I learned to draw on the Burnie Bond paper my grandfather would bring us from the Mill. The Mill was always there, from way before I was born. It’s hum rumbled through the steep valleys of Burnie. My father helped ship its paper around the world and while at art school in Hobart I would come back to Burnie in the summers to work shut downs, maintaining the Mill. In April 2010 I heard that the Burnie Paper Mill would cease production for good in late June, so I wrote to the Mill manager Chris Hinds and he was receptive to the idea of me coming on site and drawing the working Mill before it closed.

I arrived there on the 15th of June, thinking paper production still had two weeks to run but in fact there were only hours before the last paper would be made. “So if you want to draw the machine running you'll have to do it now. We're switching No. 10 off at 7 in the morning.” Chris Hinds explained. Despite the fact that Chris and other staff made it extremely easy for me to get around I was unprepared for that level of pressure. I had to get this now, I hadn't drawn for some time and I had no real plan. I fumbled around with the camera for a while and eventually found a corner where I could see the dry end of No.10 and pulled the drawing board out. Foolishly I thought from my shut down work that people would be visible, but no more, they were safely enclosed in sound proof control rooms. However, as I rendered No. 10, workers would emerge to attend to the paper's production, so they too were rendered.

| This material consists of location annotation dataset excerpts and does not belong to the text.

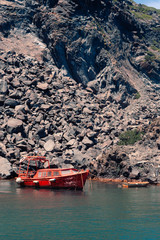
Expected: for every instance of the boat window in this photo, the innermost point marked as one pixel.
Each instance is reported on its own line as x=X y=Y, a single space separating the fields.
x=64 y=172
x=43 y=174
x=56 y=173
x=49 y=173
x=39 y=174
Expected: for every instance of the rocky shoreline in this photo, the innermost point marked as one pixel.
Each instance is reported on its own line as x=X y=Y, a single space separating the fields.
x=73 y=79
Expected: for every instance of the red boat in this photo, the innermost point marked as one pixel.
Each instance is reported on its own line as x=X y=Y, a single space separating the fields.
x=56 y=178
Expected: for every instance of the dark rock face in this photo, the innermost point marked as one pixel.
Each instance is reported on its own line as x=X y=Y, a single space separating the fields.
x=74 y=75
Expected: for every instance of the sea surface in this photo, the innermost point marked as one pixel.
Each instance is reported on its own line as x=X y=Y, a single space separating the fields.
x=100 y=211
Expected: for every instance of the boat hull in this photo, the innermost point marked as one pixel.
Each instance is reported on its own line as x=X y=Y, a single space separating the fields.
x=75 y=181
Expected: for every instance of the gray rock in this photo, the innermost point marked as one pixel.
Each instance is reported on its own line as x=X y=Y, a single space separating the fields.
x=14 y=125
x=3 y=87
x=49 y=145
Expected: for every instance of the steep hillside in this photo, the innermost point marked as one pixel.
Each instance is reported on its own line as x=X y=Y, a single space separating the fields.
x=80 y=83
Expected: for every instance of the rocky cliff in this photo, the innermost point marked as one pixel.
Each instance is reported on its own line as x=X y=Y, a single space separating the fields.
x=78 y=80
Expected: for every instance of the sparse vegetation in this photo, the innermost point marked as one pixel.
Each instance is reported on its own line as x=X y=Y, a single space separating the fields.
x=130 y=137
x=137 y=95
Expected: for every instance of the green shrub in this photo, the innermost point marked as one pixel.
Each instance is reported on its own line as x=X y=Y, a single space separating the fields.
x=150 y=57
x=130 y=137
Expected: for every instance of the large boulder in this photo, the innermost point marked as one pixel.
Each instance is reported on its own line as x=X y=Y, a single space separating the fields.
x=14 y=125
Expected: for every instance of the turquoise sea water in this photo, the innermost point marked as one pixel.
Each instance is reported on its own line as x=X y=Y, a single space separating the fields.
x=101 y=212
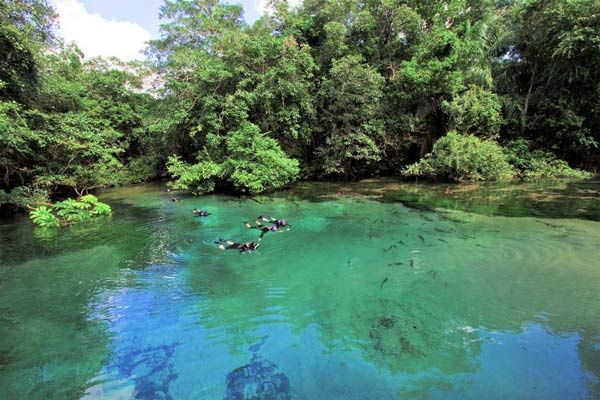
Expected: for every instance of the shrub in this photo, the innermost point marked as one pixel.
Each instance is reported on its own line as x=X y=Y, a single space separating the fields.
x=251 y=162
x=463 y=157
x=539 y=164
x=43 y=217
x=69 y=211
x=476 y=111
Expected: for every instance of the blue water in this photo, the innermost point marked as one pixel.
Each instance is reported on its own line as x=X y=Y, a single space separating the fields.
x=361 y=299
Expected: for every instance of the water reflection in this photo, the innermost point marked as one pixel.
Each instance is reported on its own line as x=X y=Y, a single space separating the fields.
x=362 y=299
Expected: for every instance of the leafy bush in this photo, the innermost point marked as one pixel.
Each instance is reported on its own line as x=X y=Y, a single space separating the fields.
x=69 y=211
x=539 y=164
x=463 y=157
x=476 y=111
x=43 y=217
x=199 y=178
x=256 y=163
x=22 y=196
x=251 y=162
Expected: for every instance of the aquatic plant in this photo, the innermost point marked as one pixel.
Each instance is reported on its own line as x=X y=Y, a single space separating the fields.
x=69 y=211
x=43 y=217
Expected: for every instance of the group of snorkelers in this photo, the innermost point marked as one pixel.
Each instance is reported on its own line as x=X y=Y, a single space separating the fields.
x=276 y=225
x=261 y=224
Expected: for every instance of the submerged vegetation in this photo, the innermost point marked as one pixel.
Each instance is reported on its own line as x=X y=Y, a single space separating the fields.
x=69 y=211
x=453 y=89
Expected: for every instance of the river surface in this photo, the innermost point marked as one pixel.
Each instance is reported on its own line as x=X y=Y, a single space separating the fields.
x=380 y=290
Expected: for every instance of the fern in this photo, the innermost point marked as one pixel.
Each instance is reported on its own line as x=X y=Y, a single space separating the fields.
x=43 y=217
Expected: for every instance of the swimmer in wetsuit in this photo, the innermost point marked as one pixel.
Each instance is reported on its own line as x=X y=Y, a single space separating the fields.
x=263 y=228
x=279 y=223
x=242 y=247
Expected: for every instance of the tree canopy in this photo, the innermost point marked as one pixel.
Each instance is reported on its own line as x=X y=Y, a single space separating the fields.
x=327 y=89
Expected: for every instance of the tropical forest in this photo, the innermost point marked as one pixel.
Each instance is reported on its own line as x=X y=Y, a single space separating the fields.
x=334 y=199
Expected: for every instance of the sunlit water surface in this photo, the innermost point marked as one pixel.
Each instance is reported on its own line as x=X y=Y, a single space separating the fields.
x=380 y=290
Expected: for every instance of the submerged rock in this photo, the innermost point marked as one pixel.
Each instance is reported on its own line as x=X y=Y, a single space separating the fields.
x=258 y=380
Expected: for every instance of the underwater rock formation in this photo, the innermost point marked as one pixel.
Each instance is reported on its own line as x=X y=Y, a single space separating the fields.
x=258 y=380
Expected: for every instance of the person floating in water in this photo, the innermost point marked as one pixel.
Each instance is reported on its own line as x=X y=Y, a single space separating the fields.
x=242 y=247
x=263 y=228
x=279 y=223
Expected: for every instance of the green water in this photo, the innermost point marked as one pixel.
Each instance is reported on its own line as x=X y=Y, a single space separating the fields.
x=380 y=290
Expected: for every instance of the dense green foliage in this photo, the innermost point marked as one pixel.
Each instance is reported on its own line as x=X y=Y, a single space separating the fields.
x=464 y=157
x=69 y=211
x=326 y=89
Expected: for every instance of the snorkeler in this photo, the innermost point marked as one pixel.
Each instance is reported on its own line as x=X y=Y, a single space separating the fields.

Over the next four days I made four drawings of key parts of the paper making process, showing the Mill as it was at the end and depicting some of the layers of history in the 73 year old factory. These drawings are on grey paper in pen and wash, a simple and fast way to capture detail with light and shade. It was my intention to record much more of the working Mill this way. But time was against me, the paper production line was being shut down as I drew so I took hundreds of photographs.